Falls are not random occurrences. Falls can be predicted using a valid and reliable assessment tool. For our program we chose the Hendrich Fall-Risk Assessment Tool. The ongoing use of a standardized functional assessment promotes the communication of patients’ health status between caregivers and healthcare settings and assists in measuring outcomes of care rendered. In addition, our nursing documentation tools were changed, our environmental risk factors assessed, and an advanced program was put into place for prevention of hospital falls.

Evaluation

Each fall is immediately audited and evaluated for causes and solutions. Fall rates are reported rather that number of falls to provide a more accurate measure of improvement. All injuries are classified by severity of injury. The program also tracks other factors including location, time of day, circumstances of the fall, as well as patient risk factors. This information identifies high risk times and units. These trends are used to suggest staffing changes and to use in staff education.

Results

  • In 2001 there were 395 falls at a rate near 12%
  • 2002 there were 269 falls at a rate of 5.9%
  • 2003 there were 258 falls at a rate of 5.8%
  • 2004 there were 200 falls at a rate of 5.09%
  • 2005 there were 179 falls at a rate of 4.81%
  • 2006 there were 157 falls at a rate of 4.6%

 

Recommendations

Fall prevention is an ongoing issue that needs to be addressed each and every day. The hospital instituted a multidisciplinary “Fall Code Team” that is activated after every patient fall by calling a “Code Star”. This code would trigger each hospital department to report to the site of the fall for evaluation and immediate institution of actions to prevent further falls.
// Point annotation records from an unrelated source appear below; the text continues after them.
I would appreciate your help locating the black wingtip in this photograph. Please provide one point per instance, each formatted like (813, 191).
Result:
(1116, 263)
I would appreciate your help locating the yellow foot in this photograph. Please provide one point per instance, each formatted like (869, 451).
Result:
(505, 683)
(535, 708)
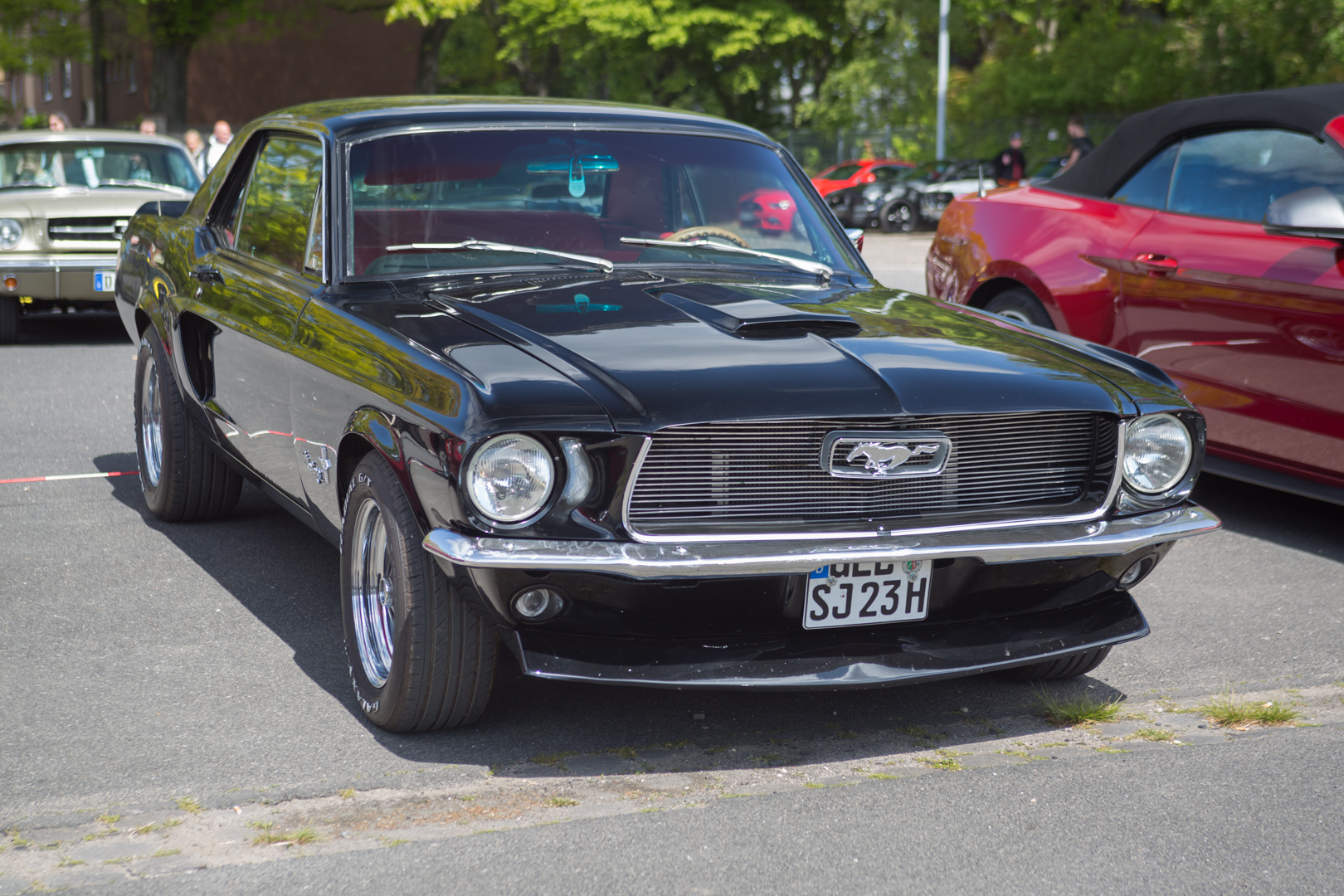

The most important lesson we have learned is that fall prevention is a multidisciplinary process. Hospital wide buy-in is a must for success.

Bibliography

  • Abraham, I., Bottrell, M. M., Fulmer, T., & Mezey, M. D. (Eds). Geriatric Nursing Protocols for Best Practice. New York: Springer Publishing Co., 1999.
  • Hendrich, A. Falls, Immobility and Restraint: A Resource Manual. St. Louis, MO. Mosby; 1996.
  • Hendrich, A. L. An effective unit-based fall prevention plan. J Nurs Qual Ass. 1988; 3:28–36.